Молодой человек поднял глаза, чувствуя, что на него смотрит мисс Чейз. Она улыбнулась ему и кивнула. Сьюзан внезапно подняла руку и, слабо вскрикнув, прикрыла ею рот.
– Ох! Но мы не должны говорить, мы ничего не должны говорить! Я не думаю, что они хорошие люди! – Глаза девочки наполнились слезами.
Взяв ребенка за руку, мисс Чейз обхватила ее кисть своими ладонями.
– Что такое, Сьюзан? Почему они нехорошие люди?
Сьюзан пугливо поглядела на взрослых, повернув голову сначала к девушке, а затем к Грейвсу.
– Тот человек, желтый человек, сказал, что это весточка из замка! Именно так и сказал: «Весточка из замка». Наверняка это тот самый замок, да? Если мы начнем говорить, они могут прислать еще кого-нибудь – убить Джонатана и меня.
III.5
Пока Харриет и Краудер шли по склону холма в сторону Кейвли, мысли госпожи Уэстерман по-прежнему вертелись вокруг дневника Уикстида.
– Наверняка есть способ поглядеть на его бумаги. Между нашими поместьями достаточно деловых сношений, чтобы я вполне оправданно могла посетить экономку или даже самого Уикстида. Если мне удастся попасть в его кабинет и найти предлог, чтобы он на некоторое время оставил меня одну…
Краудер вздохнул.
– Госпожа Уэстерман, возможно, он хранит свой дневник вовсе не в кабинете. К тому же, если в нем содержится нечто предосудительное, Уикстид наверняка держит его под замком.

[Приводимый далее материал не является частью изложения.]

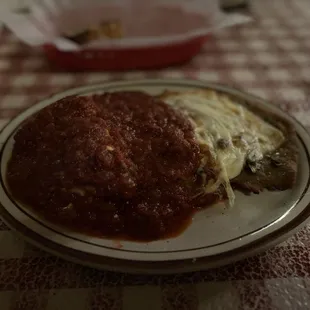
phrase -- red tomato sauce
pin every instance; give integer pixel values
(118, 165)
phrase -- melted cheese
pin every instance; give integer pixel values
(217, 119)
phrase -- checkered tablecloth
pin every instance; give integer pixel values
(269, 57)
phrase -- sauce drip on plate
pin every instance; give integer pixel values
(121, 165)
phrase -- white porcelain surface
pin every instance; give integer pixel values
(257, 220)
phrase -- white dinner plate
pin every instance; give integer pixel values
(217, 235)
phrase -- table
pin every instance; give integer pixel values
(269, 57)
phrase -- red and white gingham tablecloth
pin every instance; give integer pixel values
(269, 57)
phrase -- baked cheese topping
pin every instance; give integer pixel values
(234, 134)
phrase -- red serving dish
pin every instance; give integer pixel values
(151, 57)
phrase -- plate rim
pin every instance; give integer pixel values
(180, 82)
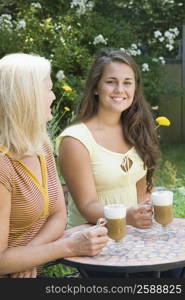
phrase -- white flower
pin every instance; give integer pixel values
(157, 33)
(21, 24)
(181, 190)
(36, 4)
(60, 75)
(168, 34)
(62, 40)
(100, 39)
(6, 16)
(123, 50)
(145, 67)
(169, 47)
(133, 46)
(5, 21)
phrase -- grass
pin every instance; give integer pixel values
(171, 174)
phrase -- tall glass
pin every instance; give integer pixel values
(162, 201)
(115, 215)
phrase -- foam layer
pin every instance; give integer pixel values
(162, 198)
(115, 211)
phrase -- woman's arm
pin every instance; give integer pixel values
(21, 258)
(76, 167)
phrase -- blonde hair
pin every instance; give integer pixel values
(22, 113)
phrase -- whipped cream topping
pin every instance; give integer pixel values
(162, 198)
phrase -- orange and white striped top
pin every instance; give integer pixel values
(31, 202)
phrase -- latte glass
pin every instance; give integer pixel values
(162, 201)
(115, 215)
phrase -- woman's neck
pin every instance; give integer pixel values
(106, 120)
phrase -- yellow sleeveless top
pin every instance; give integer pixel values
(113, 184)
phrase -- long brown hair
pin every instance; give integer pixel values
(137, 120)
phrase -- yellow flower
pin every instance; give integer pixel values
(163, 121)
(67, 88)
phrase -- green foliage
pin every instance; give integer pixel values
(68, 35)
(58, 270)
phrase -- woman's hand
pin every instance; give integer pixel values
(89, 241)
(31, 273)
(140, 216)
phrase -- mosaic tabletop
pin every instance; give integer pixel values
(140, 248)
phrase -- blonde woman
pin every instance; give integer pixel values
(32, 208)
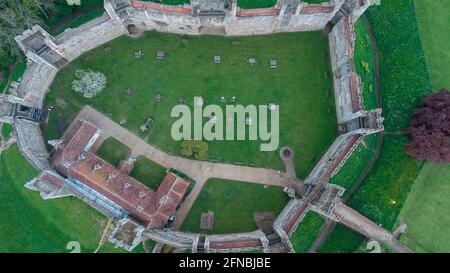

Сердито поглядев на анатома, Харриет убрала с дороги ветку-нарушительницу – пнула ее ногой в сапожке из мягкой кожи.
– Но я все же попробую. Я просто не смогу забыть об этом. Возможно, я ничего не обнаружу, однако мне ясно: мы ничего не узнаем, если не предпримем попытки. – Когда Краудер позволил себе закатить глаза, она поинтересовалась: – У вас есть план получше, сэр?
Анатом уставился в землю под ногами.
– Нет.
– То-то и оно.
Со стороны дома до них донесся звук хлопнувшей двери; оба путника подняли глаза и увидели Рейчел, спешно направлявшуюся к ним по траве. Обменявшись взглядами и поняв, что их одолевает одна и та же тревога, они ускорили шаг и приблизились к девушке.
– О, господин Краудер, Харри! Слава Богу! У господина Картрайта что-то стряслось!
Лицо Харриет приняло озадаченное выражение.
– Что ты имеешь в виду, Рейчел? Мы были там всего лишь полчаса назад.
– Майклс только что прискакал верхом. Картрайт сильно захворал, а врач уехал к больному в Пулборо. Майклс примчался, чтобы просить вашей помощи, Краудер.
Девушка была очень бледна. Краудер даже не подумал расспрашивать или возражать, а просто нашел взглядом Майклса, сидевшего на лошади возле дома и державшего поблизости кобылу анатома, и спешно направился к нему. Там он лихо заскочил в седло – несколько дней назад Краудер и не подумал бы, что в нем обнаружится такая энергия.
– Насколько он плох?
Майклс передал ему поводья.
– Плох.
Исполин вонзил свои каблуки в лошадиные бока, и Краудер пустился вслед за ним галопом. Копыта животных разбрасывали пыль и траву. Всадники, стараясь держать спины прямо, склонялись над холками. Краем глаза анатом увидел женщин, оставшихся позади, на траве главной лужайки Кейвли, – они казались очень бледными и очень далекими.
Повернувшись к сестре, Харриет взяла ее за руку.
– Что тебе известно? – спросила она.
Дыхание раскрасневшейся Рейчел по-прежнему было прерывистым.
– Очень немногое. Майклс прибыл всего минуту назад. Картрайт мучается жестокими болями. Майклс встретил его горничную на улице. Бедняжка выплакала все глаза, потому что не смогла найти доктора, и Майклс принял на себя ее заботы.
В голове Харриет начали роиться жуткие страхи, она почувствовала, как дрожит ее рука, касающаяся предплечья Рейчел.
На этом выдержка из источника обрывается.